Saturday, October 19, 2013

Grasses in My Garden

I made a post of the Meadow Grasses last week, most of which I don't even know their names. In the Gardens proper, I have only three Ornamental grasses and those came reluctantly because I was brought up thinking grasses were "Weedy!"

Gulf Muhly Muhlenbergia capillaris

Senescesce has set in, not only in the Autumn Garden but in the gardener. I forgot to link to Tootsie for Fertilizer Friday and then I failed to link only to the post I meant to link and linked the blog in general so you will end up here for a day or two. Fertilizer Friday at Tootsie Time Then the link didn't work. sigh. I think it works now.

Vetiver Vetiveria zizanioides
now reclassified as Chrysopogon zizanioides
Vetiver is a grass native to Southern India, Sri Lanka and Indonesia.
Vetiver has fallen out of fashion and become forgotten or unknown.
It is grown for the fragrant roots for pot pourri. It makes a lovely screen. 
The ends of the leaves fall forward and make a unicorn's horn late in the season. 
Lemon Grass Cymbopogon citratus
Used in Thai cooking and making a tea. Pets love it to chew.
I didn't include lawn grasses. The lawns here are a combo of Centipede grass, Bermuda and Bahia grass. Bermuda takes the rich, sunny places and hates traffic. Centipede will grow in shade and doesn't want nitrogen added. Bahia is a pasture grass that survives drought. All are winter dormant. Sometimes I overseed with rye grass for the winter.
After all the summer rain, Dichondra -- not a grass -- has formed turf in many spots.  Dichondra takes over weak spots; well maintained turf will choke it out. It pulls out easily like unraveling crochet where it creeps into flower beds. I take a benign view of it.
Which are your favorite grasses?Fertilizer Friday at Tootsie Time


  1. Love all the grasses, I especially love the lemon you post on grasses...

  2. Oh, that clump of Muhly is soooo pretty! It took me a while to warm up to grasses too.

  3. I don't grow ornamental grasses except an occasional annual in a pot. But your Muhly is tempting!

  4. Do you have to cut down or burn off your grasses (in the yard)? I have found that is the only negative to ornamental grasses. I have to remember to burn them off in the winter.
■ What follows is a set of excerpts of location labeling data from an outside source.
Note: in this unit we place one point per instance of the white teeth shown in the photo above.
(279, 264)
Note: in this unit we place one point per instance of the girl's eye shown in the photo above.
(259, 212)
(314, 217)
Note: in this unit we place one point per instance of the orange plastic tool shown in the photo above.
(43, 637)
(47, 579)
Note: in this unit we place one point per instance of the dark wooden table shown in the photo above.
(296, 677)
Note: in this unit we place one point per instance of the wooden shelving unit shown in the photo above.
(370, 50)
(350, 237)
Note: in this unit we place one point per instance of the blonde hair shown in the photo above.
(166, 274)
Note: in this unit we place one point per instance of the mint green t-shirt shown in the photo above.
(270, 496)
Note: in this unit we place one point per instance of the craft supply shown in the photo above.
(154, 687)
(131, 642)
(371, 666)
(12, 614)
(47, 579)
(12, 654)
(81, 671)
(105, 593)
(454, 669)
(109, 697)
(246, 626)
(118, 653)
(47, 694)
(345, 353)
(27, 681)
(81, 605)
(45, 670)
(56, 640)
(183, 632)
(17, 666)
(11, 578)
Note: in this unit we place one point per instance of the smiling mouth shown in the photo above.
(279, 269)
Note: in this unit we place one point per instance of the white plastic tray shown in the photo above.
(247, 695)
They are so huge that cutting them back would be a real task.

  5. Grasses do like burning off, especially the Muhly. I usually cut the Vetiver because the culms are so useful for marking things or laid thick for a mulch. Lemon grass dies back to the ground and likes to be dug in the spring and replanted, pieces all around.

  6. I had the same feelings about grass but I've slowly gained appreciation for their charms. In my current garden I grow Stipa (Nasella) tenuissima, Pennisetum setaceum 'Rubrum', and Sesleria caerulea and various grass-like plants like Carex.

  7. Just in the past couple of years I have grown and come to like grasses. I have never seen vertiver, but I have smelled the fragrance.

  8. I looked around a bit more. Another species of saltbush, called quailbush (Atriplex lentiformis), was also turning color.Tennessee Wholesale Nursery


I look forward to comments and questions and lively discussion of gardening and related ideas.